Сколько времени я вот таки сижу, глотая осознания и переваривая стыд — не знаю. Возможно, несколько часов? Когда снова поднимаю взгляд, то стены, интерьер и даже белоснежный гигантский диван кажутся… очень даже ничего. Хотя я бы заменила обивку на что-то более теплое — возможно, оттенок латте или типа того. Я же теперь могу это сделать, да?
Когда снова прикладываю телефон к уху, сжимаю в кулак свободную ладонь. Сильно, так, что даже мои суперкороткие ногти впиваются в кожу. На всякий случай, чтобы не начать разговор с потока бессвязной чуши. Достаточно и того, что Авдеев теперь еще больше в курсе, какая я… упрямая коза.
Он отвечает после первого же гудка, как будто ждал.
— Спасибо. — Это единственное слово, которое я могу из себя выдавить, и оно царапает горло, как битое стекло.
— Просто часть нашего соглашения, — ровным голосом отвечает он. — Обеспечение тебя и нашего ребенка всем необходимым. Включая жилье.
— Но… в договоре было про «обеспечение жильем» и ни слова про передачу в собственность. — Я не хочу с ним спорить, просто мне кажется, что через эти слова он услышит еще одно «спасибо».
— Это было в моем договоре с самим собой. Тебе не нужно мое разрешение, чтобы рисовать на своих стенах, Кристина.
Я молчу. Просто не знаю, что еще сказать и как реагировать. Кажется, если вот прямо сейчас открою рот — вывалю на него бесконечный поток чувств маленькой дворняжки, у которой впервые за много лет появился собственный якорь.

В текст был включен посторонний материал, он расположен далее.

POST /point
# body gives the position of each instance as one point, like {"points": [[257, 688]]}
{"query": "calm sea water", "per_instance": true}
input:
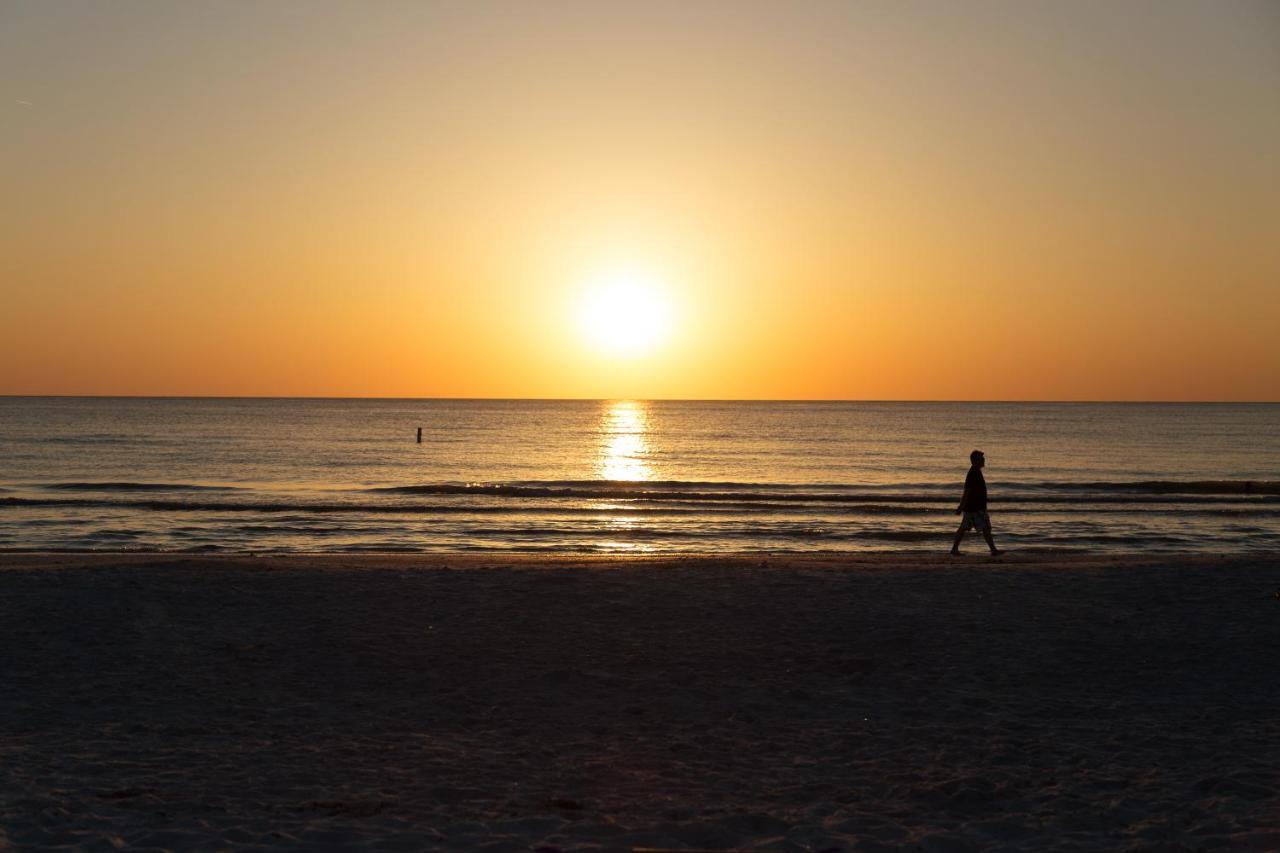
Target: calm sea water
{"points": [[123, 474]]}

— Так что ты хочешь нарисовать? — Слышу в его голосе что-то похожее на заинтересованность.
— Я… пока еще не решила, — говорю тихо, до сих пор полностью выбитая из колеи. — Может, просто облака. Или… пчел и самолеты. Или жирафа… Такого, знаешь, с идиотской мордой и накладными ресницами.
— Ну и фантазия у тебя, — кажется, улыбается. Но через секунду снова становится серьезным: — Кристина, ты же понимаешь, что все художества — только на высоте вытянутой руки?
— Я думала про стул…
— Исключено, — обрывает сразу и настолько категорично, что даже мое упрямое подсознание понимает всю бесперспективность дальнейших споров. — Ты не будешь стоять ни на каких стульях, Кристина. Это не обсуждается. Абсолютно.
— Но как тогда? — Прикусываю большой палец. Хотя, конечно, половина стены меня тоже устроит — это больше, чем вообще ничего.
— Найди в интернете все, что тебе нужно. Нетоксичные краски на водной основе. Кисти, валики, трафареты — все, что тебе нужно для этих… художеств. И хорошую, устойчивую стремянку, — Авдеев переходит на свой любимый деловой тон, но сейчас это совсем не ранит, скорее наоборот — мне нравится, что он вот так сходу понимает, как организовать мой хаотичный порыв. — Пришлешь мне ссылки, я сам все закажу и привезу. И буду рядом, пока ты будешь… гммм… рисовать.